Kentucky’s education performance screams for change though myths of better performance continue – The Story for Black Students

Several days ago, I posted the first part of this series, Kentucky’s education performance screams for change though myths of better performance continue, which focused on white student scores to show claims of great progress for Kentucky’s public education system compared to other states are seriously in error. Now, let’s look at the even more unhappy picture painted by the National Assessment of Educational Progress (NAEP) about what happened to our Black students after KERA and its trappings, including School Based Decision Making (SBDM), took hold of Kentucky’s classrooms.

Figure 1 shows how Black students in Kentucky’s scores on NAEP Grade 4 Reading

Figure 1

The year 1992 was first time a State NAEP in Grade 4 Reading was conducted. A total of 32 states plus the District of Columbia’s school system (or 33 jurisdictions) had Black student scores reported both in 1992 and in 2019, the most recent testing available.

In 1992 Kentucky’s Black students’ NAEP Scale Score is listed in the 13th place by the NAEP Data Explorer. Believe it or not in 1992 NAEP testing only one state had a Black student Scale Score statistically significantly higher than Kentucky’s while Kentucky scored statistically significantly higher than four states.

That got largely turned around by 2019. In the most recent testing, the NAEP Data Explorer shows Kentucky’s score in 23rd place, about a third of the way from the bottom and well below the middle. Now seven states statistically significantly outscore for Black results and Kentucky only does better than one state by a statistically significant amount.

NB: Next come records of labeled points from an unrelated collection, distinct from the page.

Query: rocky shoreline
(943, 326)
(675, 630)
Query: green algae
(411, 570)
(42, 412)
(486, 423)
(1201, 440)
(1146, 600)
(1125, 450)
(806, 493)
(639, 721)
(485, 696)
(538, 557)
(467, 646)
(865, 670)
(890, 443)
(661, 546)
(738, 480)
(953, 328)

Not only are the 2019 results not middle of the pack, but in NAEP Grade 4 Reading Kentucky’s Black students clearly lost notable ground between the early days of KERA and the most recent data point.

Now, let’s examine the situation for NAEP Grade 4 Math for Black students, which is shown in Figure 2.

Figure 2

The picture here is even worse than the Grade 4 reading situation. Kentucky’s Blacks ranked at the top against their peers in other states for NAEP Grade 4 Math in 19092 (bet that’s a surprise). No state scored statistically significantly higher and 11 scored statistically significantly worse.

By 2019, things were flip-flopped, unfortunately. Kentucky is again below the middle of the pack and the state’s Black students only statistically significantly outscore five states and are now outscored by six states, another clear decline in relative performance since KERA began.

The earliest administration of State NAEP Grade 8 Reading was in 1998, and KERA was already having impacts by that time. Figure 3 shows what happened for this grade and subject. 

Figure 3

Back in 1992 Kentucky’s Blacks still scored above the middle of the pack and no state had a statistically significantly higher score.

By 2019, Kentucky’s Black Grade 8 students dropped to only about a third off the bottom of the stack and now four states score statistically significantly higher while no state scores statistically significantly lower. This isn’t middle of the pack performance, and it is definitely decay for Kentucky’s Black students.

Finally, Figure 4 shows Kentucky’s Black student performance for NAEP Grade 8 Math. 

Figure 4

The picture, as you can easily see, is a replication of the earlier ones in Figures 1 to 3.

Perhaps most notable, back in 1990, the first time NAEP Grade 8 Math reported state-level results, Kentucky outscored Black students in eight other states that have scores for both 1990 and 2019. By 2019, no state scores statistically significantly lower than the Bluegrass State for Black students on the NAEP Grade 8 Math Assessment. Not one.

This disturbingly decay in Kentucky’s Black students’ performance needs to be kept in mind as Kentucky’s legislators try to develop better education programs in the state. Many of those legislators have been working under the false assumption that Kentucky used to score at the bottom among the states and has worked its way up to performing at the middle of the pack. That is absolutely not the case, as the NAEP analyses above and in the earlier blog about white student performance show.

By the way, there weren’t enough Hispanic students in Kentucky in the early days of State NAEP for scores to be reported for them. So, we cannot show you how that might look.

To close, should Kentucky continue on with SBDM management unchanged and without the kinds of school choice that are found in many of the states that have moved ahead of Kentucky for Black student results? Is maintaining largely a status quo here the right thing to do four our children? Legislators, the ball is in your court. For the sake of our children, please don’t fumble it.